Через пару дней Марта в очередной раз связалась с братом.
— Рудик, мы договорились с одним русским. Он из той лимиты, что понаехала с планет, захваченных галантами.
— Ох, сестренка, подведешь ты меня под отставку, — укоризненно покачал головой вице-адмирал и задал сразу два вопроса: — Он точно будет молчать? А как его родственники?
— За те деньги, что мы ему пообещали, он готов проглотить собственный язык. В приюте, где он воспитывался, мне сообщили, что вся его родня погибла, а его грудным младенцем привезли сюда шестнадцать лет назад.
— Ему всего шестнадцать лет?
— Да какая разница, сколько ему лет, если он будет служить под именем Адика?
— В общем так, Марта — сегодня с тобой по личному кому свяжется один человечек, с ним и будешь решать этот вопрос. И смотри, если это дерьмо всплывет, твой муженек вмиг лишится сенатского кресла со всеми вытекающими последствиями. Так что не скупись, когда будешь оговаривать условия.

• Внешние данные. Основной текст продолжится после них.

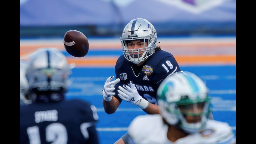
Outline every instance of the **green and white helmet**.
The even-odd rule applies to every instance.
[[[129,61],[137,64],[141,62],[152,55],[156,48],[157,34],[154,26],[146,19],[136,18],[131,20],[126,25],[120,38],[122,49],[125,57]],[[128,41],[140,40],[144,42],[144,47],[129,50]],[[145,42],[147,43],[146,45]],[[142,52],[143,54],[138,57],[134,53]],[[129,53],[132,53],[131,56]]]
[[[198,132],[204,128],[210,111],[208,91],[204,83],[194,74],[178,72],[166,78],[157,90],[160,113],[169,124],[188,133]],[[185,116],[198,117],[200,120],[187,121]]]

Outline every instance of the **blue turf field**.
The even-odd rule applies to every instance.
[[[236,66],[180,67],[183,71],[196,74],[206,83],[212,98],[214,119],[228,123],[236,134]],[[81,99],[96,106],[101,143],[114,143],[126,133],[127,127],[133,118],[146,114],[138,107],[124,101],[114,114],[108,115],[104,111],[101,90],[107,78],[114,75],[114,68],[75,68],[72,71],[72,82],[67,99]]]

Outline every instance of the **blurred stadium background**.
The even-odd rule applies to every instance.
[[[135,117],[145,114],[125,102],[108,115],[102,103],[104,83],[114,74],[122,54],[122,32],[137,18],[155,26],[159,45],[174,55],[182,70],[207,83],[214,118],[228,123],[236,133],[236,0],[20,0],[20,58],[27,59],[42,47],[61,51],[76,64],[67,98],[95,105],[101,142],[113,143]],[[72,29],[88,38],[84,57],[72,57],[64,49],[63,36]]]

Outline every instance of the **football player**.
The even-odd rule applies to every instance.
[[[204,83],[184,72],[163,81],[157,91],[160,114],[134,118],[128,128],[128,143],[236,143],[228,124],[209,119],[210,98]]]
[[[95,106],[65,99],[71,74],[66,58],[55,48],[32,54],[26,75],[32,102],[20,106],[20,143],[99,143]]]

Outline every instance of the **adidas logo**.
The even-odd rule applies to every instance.
[[[130,102],[131,101],[134,101],[135,100],[134,100],[134,97],[133,97],[132,98],[128,100],[128,101],[128,101],[128,102]]]
[[[142,78],[142,80],[145,80],[146,81],[149,81],[149,79],[147,78],[147,76],[146,75],[145,75],[144,77]]]

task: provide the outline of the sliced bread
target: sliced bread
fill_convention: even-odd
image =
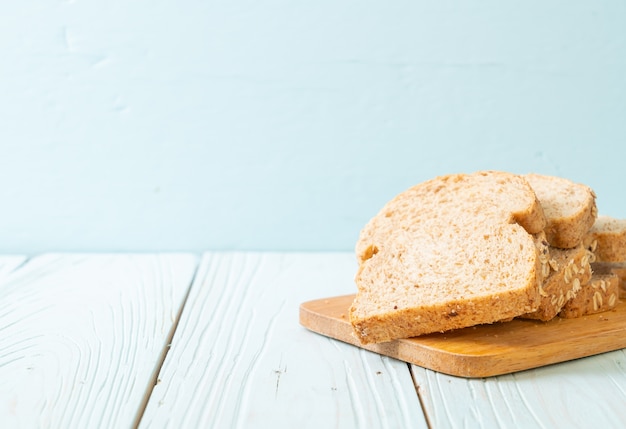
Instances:
[[[356,245],[355,335],[383,342],[536,310],[545,225],[532,188],[511,173],[441,176],[399,194]]]
[[[541,202],[548,222],[545,230],[548,243],[563,249],[579,245],[597,216],[593,190],[562,177],[533,173],[524,178]]]
[[[569,300],[559,316],[565,319],[608,311],[618,303],[619,279],[615,274],[594,274],[589,283]]]
[[[619,279],[619,298],[626,299],[626,262],[594,262],[591,269],[594,274],[615,274]]]
[[[548,321],[591,279],[590,252],[581,244],[573,249],[550,249],[550,274],[539,289],[539,308],[521,316]]]
[[[584,242],[598,262],[626,261],[626,219],[598,216]]]

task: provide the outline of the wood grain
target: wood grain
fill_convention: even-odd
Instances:
[[[205,254],[140,427],[426,427],[406,364],[297,323],[354,269],[352,254]]]
[[[434,428],[626,427],[624,350],[484,379],[412,373]]]
[[[2,281],[21,264],[26,261],[26,256],[1,255],[0,256],[0,284]]]
[[[626,303],[613,311],[550,322],[513,320],[442,334],[362,345],[348,309],[354,295],[305,302],[300,322],[314,332],[428,369],[488,377],[626,347]]]
[[[132,427],[193,255],[43,255],[0,287],[3,427]]]

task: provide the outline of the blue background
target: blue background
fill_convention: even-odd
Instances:
[[[395,194],[556,174],[626,217],[626,3],[0,6],[0,252],[351,250]]]

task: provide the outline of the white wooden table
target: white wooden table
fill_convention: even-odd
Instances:
[[[314,334],[350,253],[0,257],[2,428],[623,428],[623,350],[488,379]]]

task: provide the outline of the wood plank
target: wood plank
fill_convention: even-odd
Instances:
[[[426,427],[405,363],[305,330],[354,256],[207,253],[140,427]]]
[[[26,261],[26,256],[0,255],[0,283],[24,261]]]
[[[624,350],[484,379],[412,372],[431,427],[626,427]]]
[[[132,427],[197,257],[57,255],[0,288],[3,427]]]
[[[612,311],[576,319],[516,319],[363,345],[353,335],[347,316],[353,299],[354,295],[347,295],[305,302],[300,321],[322,335],[461,377],[508,374],[626,347],[624,302]]]

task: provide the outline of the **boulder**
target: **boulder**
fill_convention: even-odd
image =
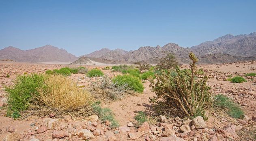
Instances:
[[[193,118],[192,120],[192,123],[195,125],[196,129],[201,129],[206,128],[206,124],[204,120],[203,117],[201,116],[198,116]]]
[[[191,131],[190,127],[188,125],[183,125],[180,127],[180,130],[182,132],[189,133]]]
[[[77,135],[79,138],[85,140],[95,137],[93,133],[87,129],[80,130],[77,132]]]

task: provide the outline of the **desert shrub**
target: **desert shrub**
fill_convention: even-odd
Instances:
[[[249,77],[254,77],[256,76],[256,73],[246,73],[245,75],[245,76],[249,76]]]
[[[83,66],[79,66],[77,68],[77,73],[86,74],[88,72],[88,68]]]
[[[155,66],[157,69],[168,70],[178,64],[174,54],[169,52],[163,52],[163,57],[159,59],[158,62]]]
[[[134,116],[134,119],[138,122],[139,125],[141,125],[144,122],[148,121],[147,117],[142,111],[139,111],[138,114]]]
[[[236,76],[231,79],[231,82],[235,83],[241,83],[243,82],[246,82],[246,80],[243,77],[240,76]]]
[[[156,82],[151,81],[151,86],[156,96],[151,98],[151,101],[159,108],[157,112],[181,116],[193,116],[199,110],[203,113],[202,110],[211,104],[207,77],[195,80],[197,72],[195,63],[198,60],[192,52],[189,57],[192,61],[190,69],[181,70],[176,66],[173,71],[176,72],[176,76],[171,75],[170,70],[167,73],[162,70],[161,75],[155,75]]]
[[[111,110],[107,108],[101,108],[98,104],[95,104],[93,106],[94,112],[99,116],[100,120],[103,122],[108,120],[111,128],[117,127],[119,126],[118,122],[115,119]]]
[[[241,107],[226,96],[218,95],[214,97],[213,105],[217,108],[224,109],[225,112],[231,117],[243,118],[244,113]]]
[[[113,83],[108,76],[99,78],[95,81],[91,81],[90,93],[95,99],[104,102],[110,102],[120,100],[127,95],[133,95],[134,92],[126,85],[117,85]]]
[[[155,78],[155,73],[151,71],[146,71],[141,75],[141,79],[143,80]]]
[[[140,79],[131,75],[118,75],[112,79],[117,86],[125,86],[125,87],[138,92],[142,92],[144,89],[143,85]]]
[[[69,69],[67,68],[62,68],[59,70],[55,69],[53,70],[54,74],[61,75],[64,76],[69,76],[71,75],[71,73]]]
[[[120,64],[118,66],[112,66],[113,71],[117,71],[123,73],[127,73],[126,71],[128,70],[133,69],[136,67],[133,65],[127,65],[127,64]]]
[[[30,104],[32,109],[37,109],[38,113],[47,115],[54,111],[57,114],[68,114],[77,116],[93,114],[92,95],[80,89],[72,80],[56,75],[49,77],[44,83],[46,87],[37,89],[38,94],[33,95],[33,101]]]
[[[134,63],[134,64],[138,66],[137,68],[140,70],[140,73],[141,73],[144,70],[148,70],[151,66],[151,65],[148,64],[146,62],[136,62]]]
[[[48,70],[45,71],[45,73],[47,75],[53,75],[54,73],[53,71],[51,70]]]
[[[133,76],[138,77],[140,79],[140,70],[137,69],[128,70],[127,70],[127,73]]]
[[[202,75],[204,74],[204,72],[202,68],[200,68],[200,69],[197,70],[196,73],[199,75]]]
[[[88,75],[90,77],[101,77],[104,75],[103,72],[101,70],[97,68],[92,69],[87,73]]]
[[[9,105],[7,116],[18,118],[19,112],[27,110],[32,98],[32,95],[37,95],[39,87],[44,89],[46,77],[41,75],[19,75],[14,81],[14,85],[6,87]]]

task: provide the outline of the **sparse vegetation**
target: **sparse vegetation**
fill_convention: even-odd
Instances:
[[[104,75],[104,73],[101,70],[94,68],[88,71],[87,75],[90,77],[93,77],[103,76]]]
[[[243,82],[246,82],[246,80],[243,78],[243,77],[238,76],[234,77],[231,79],[228,79],[228,80],[231,80],[231,81],[232,83],[241,83]]]
[[[113,83],[107,76],[99,78],[96,82],[91,82],[91,93],[97,100],[105,102],[121,99],[125,95],[133,95],[134,92],[127,85],[118,85]]]
[[[106,120],[109,121],[111,128],[117,127],[119,126],[118,122],[115,119],[114,114],[111,110],[109,108],[101,108],[98,104],[95,104],[93,106],[94,111],[99,116],[99,119],[102,122],[105,122]]]
[[[146,80],[150,79],[155,79],[155,73],[151,71],[147,71],[141,75],[141,79]]]
[[[134,65],[127,65],[127,64],[120,64],[118,66],[112,66],[113,71],[117,71],[127,73],[127,71],[129,70],[132,70],[136,68],[136,67]]]
[[[91,95],[63,76],[19,76],[14,83],[6,89],[9,94],[7,116],[17,118],[22,114],[21,112],[26,110],[30,111],[29,114],[40,115],[53,111],[76,116],[92,114]]]
[[[192,61],[190,69],[181,70],[176,66],[175,70],[168,70],[167,73],[162,70],[161,75],[156,74],[156,82],[151,81],[152,90],[157,96],[151,98],[151,101],[156,104],[157,112],[194,116],[203,114],[204,110],[211,104],[207,77],[195,80],[195,63],[198,60],[192,52],[189,57]],[[176,71],[177,75],[172,75],[172,71]]]
[[[7,115],[15,118],[20,116],[19,112],[29,107],[32,95],[38,95],[37,89],[45,87],[46,77],[41,75],[19,75],[14,80],[14,85],[6,87],[9,107]]]
[[[178,64],[174,54],[169,52],[163,52],[163,57],[160,58],[155,66],[157,69],[169,70],[173,68]]]
[[[249,77],[254,77],[256,76],[256,73],[246,73],[245,75],[245,76],[248,76]]]
[[[244,113],[240,106],[226,96],[218,95],[214,97],[214,106],[224,109],[229,116],[236,118],[243,118]]]
[[[138,65],[137,67],[140,70],[140,73],[142,73],[142,71],[144,70],[148,70],[151,68],[151,65],[148,64],[146,62],[136,62],[134,63],[135,64]]]
[[[142,92],[144,89],[140,80],[131,75],[118,75],[114,78],[112,81],[117,86],[125,86],[125,87],[138,92]]]

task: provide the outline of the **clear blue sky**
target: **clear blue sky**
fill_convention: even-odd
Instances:
[[[0,49],[51,44],[79,56],[254,31],[256,0],[0,0]]]

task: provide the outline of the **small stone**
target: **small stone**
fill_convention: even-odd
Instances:
[[[13,133],[15,132],[15,129],[13,126],[9,126],[6,128],[6,131],[9,133]]]
[[[134,126],[132,122],[129,122],[127,125],[127,126],[128,126],[129,127],[133,127]]]
[[[3,141],[19,141],[20,139],[19,135],[15,133],[7,134],[3,139]]]
[[[213,136],[209,139],[208,141],[217,141],[217,137],[215,136]]]
[[[46,127],[46,126],[45,125],[42,125],[39,127],[38,129],[37,130],[37,133],[41,133],[47,130],[47,127]]]
[[[101,134],[101,130],[99,129],[96,129],[93,131],[93,134],[95,136],[98,136]]]
[[[181,118],[180,118],[179,116],[177,116],[174,119],[174,120],[175,120],[177,121],[177,120],[181,120]]]
[[[87,129],[90,130],[91,131],[93,132],[96,129],[96,127],[95,127],[94,126],[90,124],[88,126]]]
[[[190,127],[188,125],[183,125],[180,127],[180,130],[182,132],[189,133],[191,131]]]
[[[55,116],[55,114],[54,114],[54,113],[51,113],[50,114],[50,115],[49,115],[49,117],[51,118],[52,118],[54,117]]]
[[[186,139],[188,137],[188,135],[187,135],[187,133],[183,133],[181,134],[181,135],[180,135],[180,137],[183,139]]]
[[[204,120],[203,117],[198,116],[193,118],[192,120],[192,124],[195,125],[196,129],[200,129],[206,128],[206,124]]]
[[[93,133],[87,129],[81,129],[77,132],[79,138],[82,138],[82,139],[88,139],[93,138],[95,136]]]
[[[33,139],[30,139],[30,140],[29,140],[29,141],[40,141],[39,139],[37,139],[33,138]]]
[[[105,124],[107,126],[109,125],[110,122],[108,120],[106,120],[106,121],[105,121]]]
[[[54,131],[52,133],[53,138],[61,138],[65,137],[65,132],[61,131]]]
[[[166,129],[163,132],[162,137],[174,137],[175,135],[175,131],[172,129]]]
[[[149,130],[149,125],[147,122],[145,122],[139,128],[138,131],[147,133]]]
[[[165,121],[165,120],[166,119],[166,118],[165,116],[162,115],[160,116],[159,117],[160,117],[160,121],[161,121],[161,122],[164,122]]]
[[[99,117],[98,117],[98,116],[96,115],[96,114],[94,114],[92,116],[91,116],[89,118],[90,119],[90,120],[91,120],[92,122],[95,122],[98,120]]]

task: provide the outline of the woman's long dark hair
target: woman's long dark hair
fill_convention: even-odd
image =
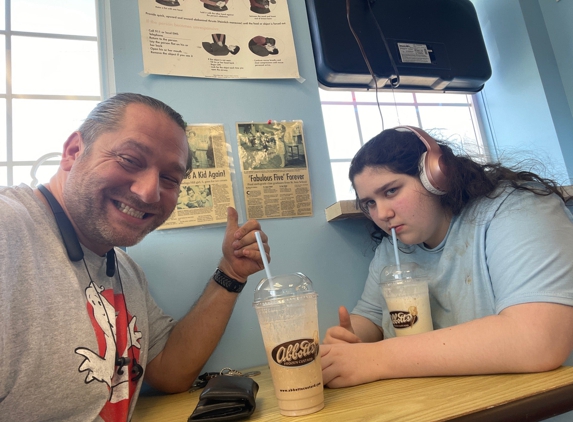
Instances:
[[[459,215],[473,200],[495,196],[500,183],[509,183],[516,189],[527,190],[536,195],[558,195],[564,202],[573,197],[565,196],[557,183],[530,171],[502,166],[500,163],[480,164],[469,157],[455,155],[443,142],[437,141],[442,150],[447,168],[448,192],[440,196],[442,207],[452,215]],[[419,177],[419,162],[426,146],[409,131],[387,129],[365,143],[350,163],[348,177],[354,186],[354,178],[365,167],[384,167],[396,174]],[[534,181],[540,185],[532,187],[522,182]],[[358,198],[357,198],[358,199]],[[372,238],[379,243],[387,234],[375,225]]]

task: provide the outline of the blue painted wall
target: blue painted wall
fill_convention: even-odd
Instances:
[[[478,94],[492,153],[513,159],[526,153],[544,162],[548,176],[571,184],[573,7],[555,0],[472,2],[493,71]]]
[[[116,91],[159,98],[179,111],[188,123],[222,123],[237,168],[236,122],[268,119],[304,122],[314,216],[261,223],[270,237],[273,274],[300,271],[313,281],[319,294],[323,336],[326,328],[338,323],[338,306],[353,306],[362,293],[372,244],[365,220],[327,223],[325,219],[324,209],[336,198],[304,2],[289,1],[303,83],[141,76],[137,1],[110,3]],[[239,213],[244,221],[242,208],[239,207]],[[199,297],[221,256],[223,232],[221,226],[160,231],[128,249],[145,270],[151,293],[167,313],[179,318]],[[221,343],[207,363],[207,370],[226,366],[246,368],[266,362],[252,308],[253,289],[264,276],[260,272],[250,278]]]

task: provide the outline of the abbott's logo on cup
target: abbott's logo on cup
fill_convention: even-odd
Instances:
[[[392,311],[390,312],[390,318],[392,318],[394,328],[412,327],[418,322],[418,308],[410,306],[407,311]]]
[[[271,352],[273,360],[281,366],[302,366],[318,355],[318,341],[301,338],[279,344]]]

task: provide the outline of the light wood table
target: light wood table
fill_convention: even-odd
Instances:
[[[279,412],[268,367],[253,370],[261,371],[253,378],[260,389],[249,421],[536,421],[573,410],[573,367],[561,367],[538,374],[395,379],[326,388],[324,409],[293,418]],[[141,396],[132,420],[185,422],[200,393]]]

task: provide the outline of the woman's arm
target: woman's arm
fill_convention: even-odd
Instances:
[[[380,341],[384,338],[381,327],[374,324],[368,318],[349,314],[344,306],[338,308],[338,318],[340,325],[330,327],[326,331],[326,336],[324,337],[325,344],[370,343]]]
[[[573,350],[573,307],[526,303],[464,324],[376,343],[325,344],[323,380],[346,387],[387,378],[542,372]]]

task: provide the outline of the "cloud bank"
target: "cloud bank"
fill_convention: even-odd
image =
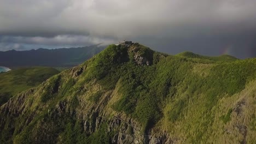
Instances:
[[[2,0],[0,50],[126,39],[173,54],[218,55],[229,45],[230,54],[248,57],[255,48],[255,0]]]

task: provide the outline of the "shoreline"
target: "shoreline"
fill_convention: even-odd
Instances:
[[[3,68],[4,69],[5,71],[4,71],[4,72],[7,72],[7,71],[9,71],[10,70],[11,70],[11,69],[10,69],[10,68],[7,68],[7,67],[2,67],[2,66],[0,66],[0,68]]]

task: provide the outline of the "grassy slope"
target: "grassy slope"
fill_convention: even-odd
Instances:
[[[178,143],[255,142],[256,59],[166,56],[143,46],[134,46],[139,47],[140,55],[151,59],[153,64],[135,63],[133,47],[110,45],[75,68],[86,68],[77,79],[67,70],[44,83],[43,88],[40,85],[26,102],[30,110],[27,115],[42,107],[37,110],[39,114],[24,130],[16,134],[14,141],[33,140],[36,136],[30,134],[40,131],[37,128],[42,125],[43,118],[54,124],[50,124],[52,127],[49,126],[47,133],[59,134],[58,139],[78,131],[80,134],[80,130],[75,128],[79,119],[66,116],[63,118],[65,121],[59,119],[58,123],[48,116],[49,110],[54,110],[56,104],[65,100],[71,111],[75,110],[78,113],[84,111],[84,105],[91,105],[90,103],[97,106],[108,100],[104,102],[108,112],[122,112],[134,118],[144,132],[150,129],[155,133],[167,131]],[[113,92],[112,98],[104,99],[109,92]],[[22,117],[26,115],[17,122],[24,121]],[[241,128],[244,126],[246,133]],[[85,137],[75,134],[72,139],[97,143],[99,142],[93,140],[104,133],[97,131]],[[71,140],[67,137],[58,141]]]
[[[47,67],[19,68],[0,74],[0,105],[23,91],[38,86],[54,75],[56,69]]]

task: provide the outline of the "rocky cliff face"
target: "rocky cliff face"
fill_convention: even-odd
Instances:
[[[193,61],[137,44],[110,46],[2,106],[1,143],[255,142],[255,73],[242,75],[249,77],[246,85],[225,81],[222,88],[214,81],[223,83],[232,75],[215,80],[210,71],[219,63]],[[256,66],[254,60],[245,63],[240,67],[246,71]],[[226,67],[216,73],[236,71]],[[218,91],[221,94],[213,95]]]

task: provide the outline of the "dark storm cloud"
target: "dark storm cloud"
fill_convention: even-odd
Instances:
[[[0,43],[61,46],[129,39],[174,53],[217,55],[228,45],[235,55],[246,49],[238,56],[245,57],[255,47],[255,0],[2,0],[0,35],[5,38]]]

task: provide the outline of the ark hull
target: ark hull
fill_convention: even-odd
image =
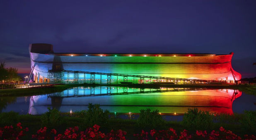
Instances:
[[[241,75],[232,68],[233,53],[226,55],[194,54],[189,56],[182,54],[177,56],[165,54],[159,57],[158,54],[152,54],[116,55],[114,54],[53,53],[51,49],[48,51],[49,53],[46,53],[47,51],[45,50],[36,51],[34,49],[33,51],[31,48],[33,48],[34,44],[30,45],[29,50],[31,67],[35,66],[33,73],[36,82],[45,81],[43,79],[47,79],[48,70],[57,68],[73,71],[222,80],[228,82],[234,79],[239,80],[241,78]],[[39,79],[42,80],[37,80]]]

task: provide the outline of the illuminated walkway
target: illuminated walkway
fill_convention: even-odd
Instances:
[[[217,81],[217,80],[201,80],[198,79],[190,79],[185,78],[171,78],[163,77],[156,77],[152,76],[147,75],[127,75],[118,73],[104,73],[98,72],[91,72],[87,71],[73,71],[70,70],[63,70],[61,71],[55,72],[52,70],[48,70],[48,79],[49,83],[64,83],[64,73],[67,74],[67,82],[70,83],[70,74],[73,74],[74,77],[73,79],[72,83],[79,83],[79,74],[84,74],[83,83],[85,83],[85,75],[89,74],[90,75],[90,83],[95,84],[95,75],[99,75],[100,76],[100,83],[102,84],[102,75],[106,75],[107,76],[107,84],[111,84],[112,81],[112,76],[116,76],[117,79],[118,79],[118,77],[121,77],[123,78],[123,82],[128,82],[128,77],[131,77],[133,79],[133,82],[130,82],[130,83],[135,83],[134,78],[139,78],[138,83],[139,84],[151,84],[152,79],[155,79],[156,83],[161,82],[171,82],[173,84],[196,84],[196,83],[209,83],[213,82],[225,82],[225,81]],[[147,79],[150,82],[149,83],[145,83],[145,79]],[[117,84],[112,83],[112,84]]]

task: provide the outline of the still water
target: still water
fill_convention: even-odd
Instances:
[[[48,94],[0,99],[1,112],[13,111],[20,114],[41,114],[48,107],[61,112],[81,111],[87,110],[89,103],[120,113],[137,113],[146,108],[170,115],[182,115],[193,107],[229,114],[256,110],[256,96],[227,89],[77,87]]]

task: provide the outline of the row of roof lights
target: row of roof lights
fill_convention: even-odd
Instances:
[[[70,56],[74,56],[74,55],[70,55]],[[88,55],[85,55],[85,56],[88,56]],[[101,55],[99,55],[99,56],[106,56],[106,55],[102,55],[102,54],[101,54]],[[116,56],[117,56],[117,55],[115,55],[115,56],[115,56],[115,57],[116,57]],[[129,56],[132,56],[132,55],[129,55]],[[147,56],[146,55],[144,55],[143,56],[144,56],[144,57],[147,57]],[[159,57],[161,57],[161,56],[161,56],[160,55],[159,55],[159,56],[156,55],[156,56],[159,56]],[[176,55],[174,55],[174,56],[174,56],[174,57],[176,57]],[[189,55],[188,56],[188,56],[188,57],[191,57],[191,55]]]

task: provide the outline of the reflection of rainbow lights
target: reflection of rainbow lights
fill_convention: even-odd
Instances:
[[[111,92],[116,91],[116,88],[111,88]],[[83,89],[80,87],[78,92]],[[43,113],[47,111],[48,106],[56,107],[61,112],[69,112],[71,109],[74,112],[80,111],[87,110],[88,103],[92,103],[99,104],[102,109],[113,112],[139,112],[140,110],[149,108],[158,109],[162,113],[180,114],[186,112],[188,108],[197,107],[211,112],[232,114],[233,102],[242,95],[240,91],[222,89],[74,97],[71,93],[73,90],[70,89],[69,98],[55,97],[53,99],[47,95],[31,96],[28,113]],[[85,90],[86,93],[89,93],[89,88]],[[95,94],[99,93],[100,90],[95,89]],[[103,93],[106,92],[103,91],[106,90],[105,88],[101,90]],[[140,89],[130,88],[128,91],[140,91]],[[64,91],[63,94],[67,94],[67,91]]]

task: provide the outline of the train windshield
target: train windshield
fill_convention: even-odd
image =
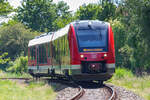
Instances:
[[[106,29],[78,29],[77,39],[79,45],[79,51],[82,48],[107,48],[107,34]]]

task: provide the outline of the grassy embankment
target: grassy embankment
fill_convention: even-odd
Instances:
[[[28,77],[29,75],[23,75]],[[0,77],[21,77],[21,75],[0,73]],[[0,100],[54,100],[53,87],[42,82],[19,83],[0,80]]]
[[[113,78],[107,83],[124,87],[134,91],[145,100],[150,100],[150,76],[148,75],[137,77],[127,69],[117,68]]]
[[[0,77],[31,77],[28,74],[17,75],[0,72]],[[134,91],[146,100],[150,100],[150,76],[136,77],[127,69],[117,68],[107,83]],[[0,80],[0,100],[54,100],[55,86],[44,83],[20,84],[9,80]]]

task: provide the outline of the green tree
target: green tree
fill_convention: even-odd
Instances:
[[[56,5],[56,14],[57,18],[54,21],[55,30],[58,30],[75,20],[69,11],[69,6],[63,1],[58,2]]]
[[[24,0],[17,17],[29,28],[40,32],[56,31],[72,20],[67,3],[54,4],[52,0]]]
[[[76,16],[80,20],[95,20],[101,12],[102,7],[97,4],[84,4],[77,10]]]
[[[88,4],[80,6],[76,12],[77,19],[80,20],[101,20],[108,21],[116,18],[116,6],[108,1],[98,4]]]
[[[8,52],[8,56],[14,59],[21,52],[27,52],[28,41],[33,38],[35,33],[30,29],[17,23],[14,25],[4,26],[0,28],[0,51]]]
[[[23,0],[18,8],[18,20],[37,31],[54,30],[56,5],[50,0]]]
[[[0,0],[0,16],[6,16],[13,11],[7,0]]]

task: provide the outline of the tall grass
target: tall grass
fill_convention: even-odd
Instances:
[[[0,80],[0,100],[54,100],[53,89],[43,83],[19,84]]]
[[[14,62],[9,63],[10,67],[7,69],[8,72],[23,74],[27,72],[28,68],[28,57],[20,56]]]
[[[117,68],[114,76],[107,83],[124,87],[150,100],[150,76],[137,77],[128,69]]]

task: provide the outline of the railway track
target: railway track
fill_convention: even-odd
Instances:
[[[0,80],[30,80],[32,78],[0,78]]]
[[[116,99],[115,90],[112,87],[108,86],[108,85],[105,85],[104,88],[106,88],[110,92],[110,94],[111,94],[108,100],[115,100]],[[75,94],[69,100],[80,100],[80,98],[82,100],[82,97],[84,96],[85,92],[86,91],[81,86],[79,86],[79,92],[77,94]]]
[[[0,78],[0,80],[25,80],[25,81],[28,81],[28,80],[31,80],[32,78]],[[77,87],[78,88],[78,92],[73,95],[70,99],[67,99],[67,100],[82,100],[82,97],[84,96],[84,94],[86,93],[86,89],[85,88],[82,88],[82,86],[76,84],[76,83],[72,83],[72,82],[68,82],[68,81],[60,81],[60,80],[57,80],[57,79],[42,79],[42,80],[49,80],[51,82],[58,82],[58,83],[62,83],[62,84],[67,84],[67,85],[70,85],[72,87]],[[111,94],[109,96],[109,99],[108,100],[115,100],[116,99],[116,93],[115,93],[115,90],[109,86],[109,85],[104,85],[102,88],[105,88],[109,91],[109,93],[107,93],[108,95]]]
[[[105,85],[105,87],[111,93],[111,96],[110,96],[110,98],[108,100],[115,100],[116,99],[116,92],[115,92],[115,90],[112,87],[108,86],[108,85]]]

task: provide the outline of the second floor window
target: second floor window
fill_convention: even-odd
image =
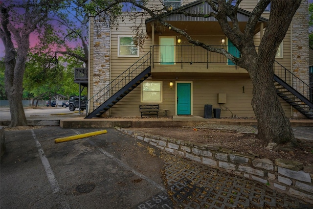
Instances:
[[[172,10],[181,5],[181,0],[164,0],[164,3],[167,9]]]
[[[118,36],[119,57],[139,57],[139,47],[132,36]]]

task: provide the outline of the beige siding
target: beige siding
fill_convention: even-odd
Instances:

Полковник Бэд Сикорский занимал неприметную должность делопроизводителя в штабе космофлота, которая позволяла ему уделять достаточно времени для, пусть и незаконного, но довольно прибыльного бизнеса. Он оказывал влиятельным и просто богатым людям довольно специфические услуги. Несмотря на специфичность, желающих в Конфедерации находилось достаточно, чтобы раз в год на банковский счет полковника начинали падать крупные суммы. И сейчас как раз пришло время собирать урожай, который Бэд взращивал целый год. Вернее, первую часть урожая. Вторую часть он получит не ранее чем через полгода, когда предоставит своим клиентам доказательства окончательного решения проблемы.
На днях состоялись последние переговоры, и двадцатый кандидат определился. Двадцать судеб, каждая из которых оценена в пять тысяч кредитов, последуют тем путем, который выберет для них полковник. И чем короче будет этот путь, тем скорее он станет на сто тысяч богаче. Уже сейчас Бэд Сикорский мог уйти в отставку и жить безбедно на какой-нибудь далекой от периферии благополучной планете.
Но зачем уходить, если есть люди, нуждающиеся в его услугах? Вряд ли во всем космофлоте найдется специалист, способный так грамотно организовать столь щекотливое дело. Бэд же решение судеб каждой новой двадцатки давно уже воспринимал, как творение некоего художественного произведения. Да, именно так. Именно произведения. И он, словно творец, плел узор из двадцати судеб, получая от процесса истинное наслаждение. Иногда даже казалось, что именно из-за этого наслаждения, а не ради презренных кредитов, он занимается этим делом.